Without Philip there could have been no Alexander the Great. Philip II welded a dispirited and divided Macedonia into the first true nation-state of Europe. By force of arms, at first, but increasingly by diplomacy and clever use of military leverage, Philip made Macedonia supreme among the Greek city-states of the Fourth Century B.C. He was not merely a great general; he became a great statesman. He learned and grew during the course of his relatively short, arduous, painful life.

The struggle between ancient Athens and Philip’s Macedonia has been painted by most historians as a contest between democracy and tyranny. So it was, although Athenian democracy was limited to free males born in the city, and Philip was not a tyrant in the modern, pejorative sense of the word. His authority had its limits.

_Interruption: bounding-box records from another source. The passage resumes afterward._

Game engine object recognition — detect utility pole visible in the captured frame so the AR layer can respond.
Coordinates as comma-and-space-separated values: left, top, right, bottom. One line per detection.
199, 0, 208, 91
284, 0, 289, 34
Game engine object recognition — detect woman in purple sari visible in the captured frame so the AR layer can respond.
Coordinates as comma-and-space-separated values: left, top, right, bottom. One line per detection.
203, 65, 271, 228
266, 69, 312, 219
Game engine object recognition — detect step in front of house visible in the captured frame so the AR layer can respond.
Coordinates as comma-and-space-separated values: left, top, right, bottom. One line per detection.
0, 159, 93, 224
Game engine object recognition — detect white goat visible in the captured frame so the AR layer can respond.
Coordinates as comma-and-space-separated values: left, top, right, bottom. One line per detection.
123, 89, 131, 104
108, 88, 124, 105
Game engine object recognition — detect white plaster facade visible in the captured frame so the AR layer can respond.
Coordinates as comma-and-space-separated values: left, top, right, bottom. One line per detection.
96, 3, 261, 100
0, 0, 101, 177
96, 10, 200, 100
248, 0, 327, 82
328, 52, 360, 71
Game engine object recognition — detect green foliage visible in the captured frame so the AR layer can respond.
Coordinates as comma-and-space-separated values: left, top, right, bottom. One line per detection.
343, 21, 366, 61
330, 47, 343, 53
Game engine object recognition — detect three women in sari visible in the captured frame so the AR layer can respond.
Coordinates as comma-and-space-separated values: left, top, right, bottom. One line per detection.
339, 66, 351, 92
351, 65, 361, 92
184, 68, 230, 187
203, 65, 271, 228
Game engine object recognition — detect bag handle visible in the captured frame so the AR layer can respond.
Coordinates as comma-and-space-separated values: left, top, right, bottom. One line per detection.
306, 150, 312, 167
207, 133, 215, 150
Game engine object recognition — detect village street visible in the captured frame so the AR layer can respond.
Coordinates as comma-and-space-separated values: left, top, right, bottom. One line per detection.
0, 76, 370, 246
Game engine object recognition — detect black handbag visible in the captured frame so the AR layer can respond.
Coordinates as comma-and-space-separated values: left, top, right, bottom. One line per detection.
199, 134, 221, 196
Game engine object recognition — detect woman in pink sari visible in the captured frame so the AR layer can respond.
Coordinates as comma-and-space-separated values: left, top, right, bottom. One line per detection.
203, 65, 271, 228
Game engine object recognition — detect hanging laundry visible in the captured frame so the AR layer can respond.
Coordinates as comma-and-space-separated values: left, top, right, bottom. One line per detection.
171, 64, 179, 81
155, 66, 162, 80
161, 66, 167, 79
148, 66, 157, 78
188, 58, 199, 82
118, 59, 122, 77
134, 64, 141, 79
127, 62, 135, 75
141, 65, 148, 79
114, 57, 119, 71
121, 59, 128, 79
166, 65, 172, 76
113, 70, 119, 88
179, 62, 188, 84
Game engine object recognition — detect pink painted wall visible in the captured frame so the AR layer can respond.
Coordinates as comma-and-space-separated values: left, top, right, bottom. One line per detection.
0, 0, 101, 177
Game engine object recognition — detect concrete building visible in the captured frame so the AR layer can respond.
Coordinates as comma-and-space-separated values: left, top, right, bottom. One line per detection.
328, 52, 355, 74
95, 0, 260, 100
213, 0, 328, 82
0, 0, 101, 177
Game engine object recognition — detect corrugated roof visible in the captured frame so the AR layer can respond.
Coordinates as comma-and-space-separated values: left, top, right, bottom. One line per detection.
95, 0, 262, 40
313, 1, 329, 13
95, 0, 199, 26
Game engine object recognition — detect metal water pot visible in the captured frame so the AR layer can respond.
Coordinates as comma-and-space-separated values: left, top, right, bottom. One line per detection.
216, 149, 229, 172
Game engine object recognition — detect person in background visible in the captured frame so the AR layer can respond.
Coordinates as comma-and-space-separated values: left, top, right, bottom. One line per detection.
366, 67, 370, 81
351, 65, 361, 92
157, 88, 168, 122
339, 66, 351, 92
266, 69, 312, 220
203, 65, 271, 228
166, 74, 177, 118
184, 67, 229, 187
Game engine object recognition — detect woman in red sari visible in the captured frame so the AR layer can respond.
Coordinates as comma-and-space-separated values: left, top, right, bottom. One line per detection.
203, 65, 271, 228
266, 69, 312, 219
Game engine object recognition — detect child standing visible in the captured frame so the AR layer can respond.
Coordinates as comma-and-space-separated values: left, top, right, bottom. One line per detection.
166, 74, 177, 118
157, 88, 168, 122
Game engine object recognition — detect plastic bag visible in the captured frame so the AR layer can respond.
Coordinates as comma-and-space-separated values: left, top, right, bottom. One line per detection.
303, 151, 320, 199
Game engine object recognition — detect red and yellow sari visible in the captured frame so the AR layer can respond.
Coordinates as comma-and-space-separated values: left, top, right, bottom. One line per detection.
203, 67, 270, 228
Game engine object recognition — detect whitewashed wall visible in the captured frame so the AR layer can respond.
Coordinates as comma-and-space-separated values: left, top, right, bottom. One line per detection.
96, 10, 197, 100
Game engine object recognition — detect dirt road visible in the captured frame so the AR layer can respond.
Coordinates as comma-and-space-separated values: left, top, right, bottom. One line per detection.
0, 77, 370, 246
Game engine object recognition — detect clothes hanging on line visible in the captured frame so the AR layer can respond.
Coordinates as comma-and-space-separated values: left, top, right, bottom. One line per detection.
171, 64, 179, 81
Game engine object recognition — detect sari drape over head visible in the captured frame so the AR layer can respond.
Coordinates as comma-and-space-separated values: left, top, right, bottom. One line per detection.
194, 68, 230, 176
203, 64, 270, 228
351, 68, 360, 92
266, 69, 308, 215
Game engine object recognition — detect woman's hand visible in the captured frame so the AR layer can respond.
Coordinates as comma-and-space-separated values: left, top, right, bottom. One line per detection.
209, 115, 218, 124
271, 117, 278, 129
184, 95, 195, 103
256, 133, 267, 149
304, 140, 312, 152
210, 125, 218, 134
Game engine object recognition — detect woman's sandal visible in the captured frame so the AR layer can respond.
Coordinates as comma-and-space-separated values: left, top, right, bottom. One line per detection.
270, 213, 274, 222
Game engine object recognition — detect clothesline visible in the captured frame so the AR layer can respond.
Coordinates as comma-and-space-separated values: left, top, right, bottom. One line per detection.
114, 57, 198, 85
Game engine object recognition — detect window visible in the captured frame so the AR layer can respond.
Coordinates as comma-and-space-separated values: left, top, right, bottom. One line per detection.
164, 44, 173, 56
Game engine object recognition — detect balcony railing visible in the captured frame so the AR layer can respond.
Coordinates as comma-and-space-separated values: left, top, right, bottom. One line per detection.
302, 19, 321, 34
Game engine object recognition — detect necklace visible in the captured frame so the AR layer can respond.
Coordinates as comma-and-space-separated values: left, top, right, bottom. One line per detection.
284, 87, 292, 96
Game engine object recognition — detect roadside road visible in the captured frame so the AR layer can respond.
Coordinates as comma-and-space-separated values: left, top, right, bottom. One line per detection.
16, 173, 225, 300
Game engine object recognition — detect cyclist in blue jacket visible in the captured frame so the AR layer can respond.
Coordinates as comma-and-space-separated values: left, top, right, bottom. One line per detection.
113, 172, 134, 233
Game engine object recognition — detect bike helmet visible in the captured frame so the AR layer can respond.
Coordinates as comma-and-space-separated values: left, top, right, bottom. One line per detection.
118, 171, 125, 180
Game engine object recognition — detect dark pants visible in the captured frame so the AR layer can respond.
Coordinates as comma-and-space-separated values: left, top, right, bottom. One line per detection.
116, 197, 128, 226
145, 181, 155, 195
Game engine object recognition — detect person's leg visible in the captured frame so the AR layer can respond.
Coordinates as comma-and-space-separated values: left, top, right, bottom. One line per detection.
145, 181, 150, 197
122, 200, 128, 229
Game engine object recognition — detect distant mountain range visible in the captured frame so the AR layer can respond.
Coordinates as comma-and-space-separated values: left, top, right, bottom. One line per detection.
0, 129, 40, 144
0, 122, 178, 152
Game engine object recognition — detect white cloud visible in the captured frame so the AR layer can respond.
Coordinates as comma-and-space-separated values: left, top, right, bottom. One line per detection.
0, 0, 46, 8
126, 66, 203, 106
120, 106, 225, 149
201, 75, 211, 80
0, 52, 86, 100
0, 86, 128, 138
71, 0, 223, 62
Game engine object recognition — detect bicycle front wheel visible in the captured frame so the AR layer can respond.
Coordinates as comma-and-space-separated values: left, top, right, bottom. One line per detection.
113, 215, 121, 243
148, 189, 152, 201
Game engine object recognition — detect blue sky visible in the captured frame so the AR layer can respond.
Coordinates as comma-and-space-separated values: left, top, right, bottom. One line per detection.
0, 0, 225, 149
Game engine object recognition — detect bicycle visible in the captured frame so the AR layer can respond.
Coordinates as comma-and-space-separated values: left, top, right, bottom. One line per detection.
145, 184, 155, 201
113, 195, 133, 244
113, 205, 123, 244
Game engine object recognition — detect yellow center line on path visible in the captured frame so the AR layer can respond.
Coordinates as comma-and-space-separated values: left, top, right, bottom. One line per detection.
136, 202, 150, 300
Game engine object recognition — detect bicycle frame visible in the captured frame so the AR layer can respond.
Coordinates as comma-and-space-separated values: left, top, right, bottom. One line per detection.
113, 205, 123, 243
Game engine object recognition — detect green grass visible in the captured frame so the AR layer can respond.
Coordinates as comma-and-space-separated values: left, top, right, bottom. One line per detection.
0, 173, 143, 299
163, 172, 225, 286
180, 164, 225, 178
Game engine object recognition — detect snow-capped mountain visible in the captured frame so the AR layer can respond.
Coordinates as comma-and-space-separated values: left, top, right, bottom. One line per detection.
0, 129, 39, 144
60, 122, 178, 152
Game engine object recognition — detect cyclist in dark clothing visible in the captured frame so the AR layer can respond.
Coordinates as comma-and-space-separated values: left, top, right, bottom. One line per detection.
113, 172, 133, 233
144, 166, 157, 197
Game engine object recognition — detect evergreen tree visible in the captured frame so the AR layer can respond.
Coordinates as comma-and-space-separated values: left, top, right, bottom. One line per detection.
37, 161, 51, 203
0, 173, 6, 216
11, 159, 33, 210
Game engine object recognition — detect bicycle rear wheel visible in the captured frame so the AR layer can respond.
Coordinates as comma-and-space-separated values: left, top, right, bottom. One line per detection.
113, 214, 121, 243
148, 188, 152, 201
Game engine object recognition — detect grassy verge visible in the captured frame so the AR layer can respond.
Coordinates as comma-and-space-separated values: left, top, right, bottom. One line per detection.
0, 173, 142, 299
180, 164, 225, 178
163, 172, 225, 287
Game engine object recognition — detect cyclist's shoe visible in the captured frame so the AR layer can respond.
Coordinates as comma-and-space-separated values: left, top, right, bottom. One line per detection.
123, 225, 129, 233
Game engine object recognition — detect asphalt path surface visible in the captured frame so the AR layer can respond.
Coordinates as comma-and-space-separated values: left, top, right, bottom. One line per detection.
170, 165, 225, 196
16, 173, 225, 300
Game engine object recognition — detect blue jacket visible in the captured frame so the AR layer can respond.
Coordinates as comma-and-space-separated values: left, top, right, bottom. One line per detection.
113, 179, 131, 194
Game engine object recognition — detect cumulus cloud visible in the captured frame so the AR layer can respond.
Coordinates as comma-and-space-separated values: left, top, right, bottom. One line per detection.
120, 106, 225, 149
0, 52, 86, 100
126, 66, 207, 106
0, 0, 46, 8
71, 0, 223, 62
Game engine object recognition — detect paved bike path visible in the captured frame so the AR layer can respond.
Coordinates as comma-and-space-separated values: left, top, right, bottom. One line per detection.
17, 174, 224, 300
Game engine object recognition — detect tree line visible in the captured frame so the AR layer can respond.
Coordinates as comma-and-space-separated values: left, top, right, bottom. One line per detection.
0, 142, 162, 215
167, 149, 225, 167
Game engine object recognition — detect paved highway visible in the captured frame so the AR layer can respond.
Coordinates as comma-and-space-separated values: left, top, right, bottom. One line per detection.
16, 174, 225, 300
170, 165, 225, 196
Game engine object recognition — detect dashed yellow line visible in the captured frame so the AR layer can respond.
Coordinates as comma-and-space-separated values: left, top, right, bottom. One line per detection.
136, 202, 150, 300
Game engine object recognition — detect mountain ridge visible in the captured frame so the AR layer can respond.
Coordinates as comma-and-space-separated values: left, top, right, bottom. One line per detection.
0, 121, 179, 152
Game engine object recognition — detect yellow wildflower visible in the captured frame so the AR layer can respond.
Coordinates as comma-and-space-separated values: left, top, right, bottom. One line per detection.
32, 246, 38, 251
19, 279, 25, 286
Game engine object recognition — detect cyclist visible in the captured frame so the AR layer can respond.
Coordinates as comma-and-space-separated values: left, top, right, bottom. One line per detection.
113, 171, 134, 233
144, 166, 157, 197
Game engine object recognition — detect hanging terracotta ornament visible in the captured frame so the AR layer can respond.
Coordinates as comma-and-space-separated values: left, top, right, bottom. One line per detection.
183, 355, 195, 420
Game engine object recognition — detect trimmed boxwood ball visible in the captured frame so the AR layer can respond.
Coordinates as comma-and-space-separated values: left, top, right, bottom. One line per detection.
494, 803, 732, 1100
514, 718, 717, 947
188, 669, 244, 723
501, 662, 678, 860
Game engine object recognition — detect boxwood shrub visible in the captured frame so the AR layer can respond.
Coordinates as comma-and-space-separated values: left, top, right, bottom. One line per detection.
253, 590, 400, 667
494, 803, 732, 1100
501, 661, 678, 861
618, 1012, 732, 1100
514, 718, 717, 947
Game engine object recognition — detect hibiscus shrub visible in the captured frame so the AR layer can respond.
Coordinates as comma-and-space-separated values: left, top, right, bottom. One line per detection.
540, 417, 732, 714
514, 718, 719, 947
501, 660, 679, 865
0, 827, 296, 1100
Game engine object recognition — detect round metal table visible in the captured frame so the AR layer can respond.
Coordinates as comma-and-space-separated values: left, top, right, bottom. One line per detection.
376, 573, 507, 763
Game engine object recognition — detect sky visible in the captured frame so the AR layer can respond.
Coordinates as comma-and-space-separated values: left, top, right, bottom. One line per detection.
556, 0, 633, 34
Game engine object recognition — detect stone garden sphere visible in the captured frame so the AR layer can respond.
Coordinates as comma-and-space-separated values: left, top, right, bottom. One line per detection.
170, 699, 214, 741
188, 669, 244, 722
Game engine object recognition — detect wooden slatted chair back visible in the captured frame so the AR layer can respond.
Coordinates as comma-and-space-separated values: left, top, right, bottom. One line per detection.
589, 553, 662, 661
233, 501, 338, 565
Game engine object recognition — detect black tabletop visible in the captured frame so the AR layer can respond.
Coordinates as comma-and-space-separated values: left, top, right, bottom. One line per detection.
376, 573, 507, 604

For us, who have lived through a bitter Cold War and seen the collapse of the superpower that opposed us, it may seem uncomfortable to consider the parallels between fourth-century (B.C.) Athens and twentieth-century (A.D.) America. The city-state of Athens was overflowing with lawyers. Most of the great speeches that have come down to us over the intervening centuries were actually speeches made by lawyers who were trying to sway the Athenian council. In a sense, lawyers such as Demosthenes were the “media stars” of the day. They deliberately used every oratorical trick they knew to sway the crowds who came to listen to them.

Thus Athenian policy was often guided by bursts of emotion rather than carefully-reckoned reality, a danger that lurks in the shadows of every democracy—including our own. Athens was not conquered by Macedonia so much as made trivial by the growth of a new kind of nation-state. Eventually both Macedonia and Athens fell prey to the growing power of the Roman Empire. Could American democracy be cast aside, made trivial by new forms of corporate or governmental power? While our lawyers sue one another, are there Philips and Alexanders and Romans out there in other lands changing the very ground on which we stand?

For his part, Philip was a master of military might and diplomatic skill. Had a man of his caliber been running the Kremlin for the past twenty-some years, the Cold War might very well have been decided against us.

The problem with tyrants, though, even benevolent tyrants, is the problem of succession. Democracies, whatever other faults they may have, almost invariably produce peaceful changes of leadership. With kings and dictators, change usually means bloodshed. It was by no means certain that Alexander would automatically succeed his father to the Macedonian throne. He was young, and known to be impetuous. Philip had started a new family, formally divorcing Olympias and thereby placing Alexander’s legitimacy in some doubt. Philip’s assassination placed Alexander on the throne, and to this day most historians believe that if Alexander took no active part in the murder, he very probably knew of it and took no steps to prevent it.

Olympias stood at the center of these events, working with all her powers to assure that her son would succeed to the throne. That is what primate mothers do, whether they are chimpanzees or goddesses.

As soon as Alexander was accepted as king of the Macedonians, the tribes to the north and west rebelled, as they always did when a new king took the throne. Alexander spent a year quelling their desire for independence. Twenty-three centuries later, those Balkan tribes are still fighting among themselves.